Perceptive biography of the German Jewish writer, focused on his ideas.
Intellectual historian Gordon begins with a grim, gripping account of Benjamin’s flight in 1940 from Nazi-occupied France, culminating in his suicide at the border after he was denied entry into Spain. It’s an odd way to begin for a biographer who then declares, “No life is defined by its death,” but it appears Gordon wanted to get this famously tragic story out of the way so readers could concentrate on Benjamin’s achievements as a literary and cultural critic.

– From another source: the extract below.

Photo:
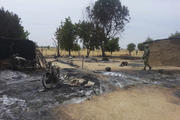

These are cogently laid out in a short book that devotes more or less equal attention to Benjamin’s complicated relationships with Judaism, Marxism, and modernism. Despite his lifelong friendship with Gershom Scholem, who kept urging Benjamin to join him after emigrating to Jerusalem, Benjamin considered himself influenced by Jewish thought but uninterested in its practice as a religion. He had a similarly conflicted attitude toward Marxism: He was appalled by communism as a political system but influenced by his close ties with Theodor Adorno and the Institute for Social Research to use Marxism as an analytical tool. Benjamin’s most famous works, The Work of Art in the Age of Its Technological Reproducibility and The Arcades Project, unfinished at his death, show the same ambivalence toward modernism, in Gordon’s analysis. On the one hand, he celebrated new media such as film and montage for making art more accessible to the masses, and glorying in the flâneur’s aimless street wanderings as an opportunity to exercise “urban poetics.” On the other hand, in the essay “On the Concept of History,” he suggested that the idea of progress was a myth, and history was in fact “one single catastrophe which keeps piling wreckage upon wreckage.” Gordon lays out these ideas more lucidly than Benjamin’s dense prose sometimes did.
A solid introduction to a 20th-century thinker whose influence has only increased over time.